Pleasant as the boy was, Wilhelm endeavoured to get rid of him as soon as possible. He wished to be alone; for he felt exceedingly oppressed and straitened, in his new position. He reproached himself with having executed his intentions so ill, with having done his errand only half. One moment, he proposed to overtake next morning what he had neglected tonight; the next, he saw that by Lothario’s presence he would be attuned to quite a different set of feelings. The house, too, where he was, seemed very strange to him: he could not be at home in his position. Intending to undress, he opened his travelling-bag: with his night-clothes, he took out the Spirit’s veil, which Mignon had packed in along with them. The sight of it increased the sadness of his humour. “Fly! youth, fly!” cried he: “What means this mystic word? What am I to fly, or whither? It were better had the Spirit called to me: Return to thyself!” He cast his eyes on some English copperplates, hung round the room in frames; most of them he looked at with indifference: at last he met with one, in which a ship was represented sinking in a tempest; a father with his lovely daughters was awaiting death from the intrusive billows. One of the maidens had a kind of likeness to the Amazon: an indescribable compassion seized our friend; he felt an irresistible necessity to vent his feelings; tears filled his eyes, he wept, and did not recover his composure, till slumber overpowered him.

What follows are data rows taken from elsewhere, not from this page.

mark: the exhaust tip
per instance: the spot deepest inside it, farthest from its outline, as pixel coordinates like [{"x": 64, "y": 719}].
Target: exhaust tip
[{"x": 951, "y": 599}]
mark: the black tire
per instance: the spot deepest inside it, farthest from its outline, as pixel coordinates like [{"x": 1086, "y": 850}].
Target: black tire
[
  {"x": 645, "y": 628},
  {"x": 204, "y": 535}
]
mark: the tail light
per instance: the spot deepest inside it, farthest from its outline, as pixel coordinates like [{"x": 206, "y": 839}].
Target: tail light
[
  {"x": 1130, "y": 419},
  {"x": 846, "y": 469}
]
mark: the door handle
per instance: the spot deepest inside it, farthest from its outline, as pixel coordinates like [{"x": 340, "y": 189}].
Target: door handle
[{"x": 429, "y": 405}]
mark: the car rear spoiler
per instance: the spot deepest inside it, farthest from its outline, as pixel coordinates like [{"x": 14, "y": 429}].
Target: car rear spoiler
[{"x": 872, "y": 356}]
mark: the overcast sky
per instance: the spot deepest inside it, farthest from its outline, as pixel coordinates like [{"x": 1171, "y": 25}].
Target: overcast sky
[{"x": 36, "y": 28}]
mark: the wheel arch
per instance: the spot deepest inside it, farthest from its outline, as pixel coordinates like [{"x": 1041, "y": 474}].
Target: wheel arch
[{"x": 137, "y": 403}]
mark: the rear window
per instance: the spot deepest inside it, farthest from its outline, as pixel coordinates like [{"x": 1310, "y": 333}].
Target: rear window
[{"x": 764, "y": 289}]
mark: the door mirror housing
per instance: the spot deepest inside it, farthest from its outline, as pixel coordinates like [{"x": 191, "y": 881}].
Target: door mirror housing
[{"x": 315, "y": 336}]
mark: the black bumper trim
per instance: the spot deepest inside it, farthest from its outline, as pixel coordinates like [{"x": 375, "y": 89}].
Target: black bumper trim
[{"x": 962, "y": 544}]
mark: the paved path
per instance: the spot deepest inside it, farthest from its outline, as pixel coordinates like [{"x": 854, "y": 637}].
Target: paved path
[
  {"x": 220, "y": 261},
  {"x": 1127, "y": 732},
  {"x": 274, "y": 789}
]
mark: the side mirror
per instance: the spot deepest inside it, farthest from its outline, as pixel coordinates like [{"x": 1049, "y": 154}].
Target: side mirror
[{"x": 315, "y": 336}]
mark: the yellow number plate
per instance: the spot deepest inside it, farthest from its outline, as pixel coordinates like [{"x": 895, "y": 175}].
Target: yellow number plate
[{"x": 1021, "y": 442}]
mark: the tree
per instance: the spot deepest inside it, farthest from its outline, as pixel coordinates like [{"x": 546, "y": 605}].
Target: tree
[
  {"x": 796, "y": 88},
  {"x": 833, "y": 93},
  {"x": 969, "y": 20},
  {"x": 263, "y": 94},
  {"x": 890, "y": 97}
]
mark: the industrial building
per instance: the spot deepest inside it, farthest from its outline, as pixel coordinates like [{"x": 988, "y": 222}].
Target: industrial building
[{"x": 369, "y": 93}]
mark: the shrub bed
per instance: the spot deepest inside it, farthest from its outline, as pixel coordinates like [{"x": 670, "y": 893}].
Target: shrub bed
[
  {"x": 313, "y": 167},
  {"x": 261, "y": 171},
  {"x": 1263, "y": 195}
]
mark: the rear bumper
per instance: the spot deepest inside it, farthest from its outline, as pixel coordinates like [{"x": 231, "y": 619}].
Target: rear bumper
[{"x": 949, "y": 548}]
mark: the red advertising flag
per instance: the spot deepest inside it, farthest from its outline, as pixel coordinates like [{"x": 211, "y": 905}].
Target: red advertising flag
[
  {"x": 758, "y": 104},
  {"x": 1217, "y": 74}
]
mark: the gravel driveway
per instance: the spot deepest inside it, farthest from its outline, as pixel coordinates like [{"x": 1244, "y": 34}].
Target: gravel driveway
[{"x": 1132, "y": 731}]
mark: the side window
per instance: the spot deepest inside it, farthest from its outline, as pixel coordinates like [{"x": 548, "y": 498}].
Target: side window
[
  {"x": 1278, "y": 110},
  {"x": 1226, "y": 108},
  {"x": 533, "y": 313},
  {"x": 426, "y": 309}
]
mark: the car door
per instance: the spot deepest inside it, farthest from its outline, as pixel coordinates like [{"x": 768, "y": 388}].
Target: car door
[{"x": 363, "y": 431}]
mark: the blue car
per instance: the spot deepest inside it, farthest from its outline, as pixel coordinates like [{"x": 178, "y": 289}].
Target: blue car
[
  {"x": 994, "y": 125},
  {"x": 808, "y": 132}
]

Strange dreams arose upon him towards morning. He was in a garden, which in boyhood he had often visited; he looked with pleasure at the well-known alleys, hedges, flowerbeds: Mariana met him, he spoke to her with love and tenderness, recollecting nothing of any bygone grievance. Ere long his father joined them, in his week-day dress; with a look of frankness that was rare in him, he bade his son fetch two seats from the garden-house; then took Mariana by the hand, and led her into a grove.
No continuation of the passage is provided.